Page MenuHomePhabricator

Upgrade K3s cluster to most recent stable version
Closed, ResolvedPublic5 Estimated Story Points

Description

Our current cluster version is already a year and a half old two years old a the time of writing. We should schedule at some point an upgrade to a more recent version. Some guidelines here.

We probably want to create a test cluster somewhere to test out the upgrade and create instructions/a runbook to capture the necessary steps for the future. This process is a good candidate to be automated in our tofu repository; at the very least we can store any tools or scripts in there, even if full automation can't happen.

T408379 is a prerequisite for the version upgrade.

We're upgrading 7 minor versions here from v1.28 to v1.35, we will need to do the upgrade in stages. So far I've only found one pitfall that will very likely need manual intervention on our part:

I also found another couple of breaking changes, but fortunately they shouldn't affect us:

With a bit of luck (and daring moral turpitude) we may be able to upgrade in just three hops: v1.28 -> v1.31, v1.31 -> v1.32, v1.32 -> v1.35

Details

Related Changes in GitLab:
TitleReferenceAuthorSource BranchDest Branch
update K3s cluster to version `v1.35.3+k3s1`repos/test-platform/catalyst/catalyst-tofu!40jnucheT400077main
update K3s cluster to version `v1.31.14+k3s1`repos/test-platform/catalyst/catalyst-tofu!38jnucheT400077main
Customize query in GitLab

Event Timeline

thcipriani edited projects, added Catalyst (musi); removed Catalyst.

IIRC, during the 2026-02-19 catalyst triage that an acceptable disaster recovery is a snapshot of the volumes. We'll need to ask for additional resources to make that snapshot.

As a first step, I'll test locally and on catalyst-dev how risky the v1.28 -> v1.31 jump is

As it turns out, none of the components we use has any Traefik configuration incompatible with v3. The following components all use the native K8s Ingress resource in their routes:

I couldn't find any references to Traefik's own IngressRoute.

The only Traefik-specific configuration we seem to have at the moment is this middleware in the OpenTofu repo. I verified that the syntax it uses is compatible with Traefik v3.

I updated my local cluster to v1.35.3+k3s1 and catalyst-dev too.
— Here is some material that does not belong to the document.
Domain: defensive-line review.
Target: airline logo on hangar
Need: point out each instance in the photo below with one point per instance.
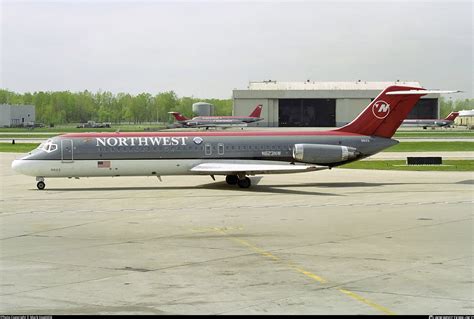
(381, 109)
Everything I tested worked correctly, including the code server routing that relies on the Traefik middleware.

It seems to me that we can deploy production all the way to v1.35.3+k3s1

jnuche set the point value for this task to 5.Thu, Apr 16, 1:49 PM
jnuche moved this task from In progress to Done on the Catalyst (Luka Ijo Pimeja Jan) board.

Production cluster is now running v1.35.3+k3s1